Par Jean-Claude KEBABDJIAN

II – L’œuvre littéraire

Un héritage utilisable ?

L’œuvre littéraire de Tchobanian, tant en langue arménienne qu’en langue française, se décompose en deux parties : ses créations propres, poèmes de facture symboliste, qu’il rédigera dans une langue ou dans l’autre – et que parfois il traduira – et un ensemble considérable de traductions de l’immense patrimoine de poésies et de chants qui semble le mieux caractériser l’activité et la production littéraires des Arméniens du Moyen Âge à la fin du XIXe siècle.
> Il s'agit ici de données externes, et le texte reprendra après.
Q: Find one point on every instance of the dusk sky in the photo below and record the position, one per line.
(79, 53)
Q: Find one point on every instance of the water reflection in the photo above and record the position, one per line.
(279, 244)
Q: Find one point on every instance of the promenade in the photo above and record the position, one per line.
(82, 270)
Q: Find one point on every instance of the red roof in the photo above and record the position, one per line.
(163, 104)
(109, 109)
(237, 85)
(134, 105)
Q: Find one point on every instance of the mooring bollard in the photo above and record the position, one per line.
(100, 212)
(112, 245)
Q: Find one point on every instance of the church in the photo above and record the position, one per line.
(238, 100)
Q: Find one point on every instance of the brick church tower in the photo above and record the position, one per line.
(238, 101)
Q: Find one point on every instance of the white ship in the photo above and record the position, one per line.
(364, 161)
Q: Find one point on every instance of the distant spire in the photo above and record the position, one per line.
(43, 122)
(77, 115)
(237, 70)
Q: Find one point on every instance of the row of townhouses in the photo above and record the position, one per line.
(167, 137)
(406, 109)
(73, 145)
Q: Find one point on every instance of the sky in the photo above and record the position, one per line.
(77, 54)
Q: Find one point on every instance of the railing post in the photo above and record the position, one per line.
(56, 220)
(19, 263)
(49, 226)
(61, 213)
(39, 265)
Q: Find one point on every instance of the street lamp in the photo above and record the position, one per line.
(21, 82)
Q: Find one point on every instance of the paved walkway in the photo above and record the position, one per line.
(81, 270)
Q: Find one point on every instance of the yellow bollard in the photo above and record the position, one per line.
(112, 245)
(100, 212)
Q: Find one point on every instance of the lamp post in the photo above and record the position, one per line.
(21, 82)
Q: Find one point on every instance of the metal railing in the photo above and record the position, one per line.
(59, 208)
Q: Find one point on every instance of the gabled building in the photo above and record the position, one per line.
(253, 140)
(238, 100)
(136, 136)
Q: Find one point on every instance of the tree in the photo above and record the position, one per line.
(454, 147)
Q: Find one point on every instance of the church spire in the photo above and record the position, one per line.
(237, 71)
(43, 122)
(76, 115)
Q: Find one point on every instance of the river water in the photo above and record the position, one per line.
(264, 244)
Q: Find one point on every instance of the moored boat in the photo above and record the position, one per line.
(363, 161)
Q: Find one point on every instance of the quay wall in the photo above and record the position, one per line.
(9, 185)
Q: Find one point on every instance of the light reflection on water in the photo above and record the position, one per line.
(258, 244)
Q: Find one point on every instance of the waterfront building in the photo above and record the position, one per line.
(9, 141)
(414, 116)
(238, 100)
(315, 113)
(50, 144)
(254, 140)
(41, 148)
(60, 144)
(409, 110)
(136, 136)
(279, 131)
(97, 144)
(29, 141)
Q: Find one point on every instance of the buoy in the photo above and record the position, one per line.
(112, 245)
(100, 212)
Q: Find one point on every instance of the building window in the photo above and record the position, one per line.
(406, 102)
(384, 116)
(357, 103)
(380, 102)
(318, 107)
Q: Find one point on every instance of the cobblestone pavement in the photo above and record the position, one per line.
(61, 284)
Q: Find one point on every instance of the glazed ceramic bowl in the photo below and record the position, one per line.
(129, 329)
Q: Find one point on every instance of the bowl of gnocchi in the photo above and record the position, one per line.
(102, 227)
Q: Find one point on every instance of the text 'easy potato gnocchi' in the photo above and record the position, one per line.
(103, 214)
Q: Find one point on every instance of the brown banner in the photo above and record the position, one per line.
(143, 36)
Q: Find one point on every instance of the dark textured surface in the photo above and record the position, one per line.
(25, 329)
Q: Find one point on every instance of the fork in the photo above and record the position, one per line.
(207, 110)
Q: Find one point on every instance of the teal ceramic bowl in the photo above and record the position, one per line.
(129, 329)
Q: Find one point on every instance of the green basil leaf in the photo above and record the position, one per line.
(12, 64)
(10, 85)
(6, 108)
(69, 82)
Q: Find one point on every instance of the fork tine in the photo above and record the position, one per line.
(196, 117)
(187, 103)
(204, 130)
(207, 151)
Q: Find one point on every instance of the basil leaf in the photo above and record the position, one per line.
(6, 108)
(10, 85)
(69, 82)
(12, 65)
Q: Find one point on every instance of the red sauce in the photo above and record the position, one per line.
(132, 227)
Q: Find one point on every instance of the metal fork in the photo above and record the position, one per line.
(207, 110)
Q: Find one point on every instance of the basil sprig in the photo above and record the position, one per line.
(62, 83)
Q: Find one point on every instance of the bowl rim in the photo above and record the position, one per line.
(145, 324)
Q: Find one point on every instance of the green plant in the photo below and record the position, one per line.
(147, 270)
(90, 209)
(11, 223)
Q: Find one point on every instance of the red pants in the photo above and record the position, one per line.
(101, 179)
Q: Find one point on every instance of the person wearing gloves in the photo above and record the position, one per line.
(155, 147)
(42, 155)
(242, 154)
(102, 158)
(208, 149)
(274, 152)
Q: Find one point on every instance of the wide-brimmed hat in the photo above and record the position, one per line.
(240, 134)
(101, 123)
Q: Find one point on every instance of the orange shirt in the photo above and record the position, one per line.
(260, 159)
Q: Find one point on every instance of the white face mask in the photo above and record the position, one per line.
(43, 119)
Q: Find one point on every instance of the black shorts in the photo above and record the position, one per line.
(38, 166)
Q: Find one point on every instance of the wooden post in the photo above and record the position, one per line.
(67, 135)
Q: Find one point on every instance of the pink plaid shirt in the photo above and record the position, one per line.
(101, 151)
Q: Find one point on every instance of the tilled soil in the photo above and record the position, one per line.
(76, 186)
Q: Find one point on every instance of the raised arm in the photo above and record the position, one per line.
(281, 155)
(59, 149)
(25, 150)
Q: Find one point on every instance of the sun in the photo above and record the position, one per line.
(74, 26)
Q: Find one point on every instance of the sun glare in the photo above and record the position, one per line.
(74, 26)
Il sera également, sans interruption de 1895 à sa mort, le plus efficace propagandiste, non seulement de la cause arménienne, pendant toutes ces décennies d’effroyable tourmente, mais également et peut-être plus profondément encore de la civilisation ; en fait du génie créateur et des qualités spécifiques de foi et de ténacité que, de concert avec tous les arménistes et philarmènes de son époque, il décèle dans les chefs-d’œuvre de ces prédécesseurs illustres ou anonymes.

La critique unanime lui donnera raison et à toutes les étapes de sa carrière le couvrira d’éloges pour l’ensemble de son œuvre comme pour son activité de découvreur, de présentateur et de traducteur des joyaux qu’il met, pour la première fois, à la portée du public français.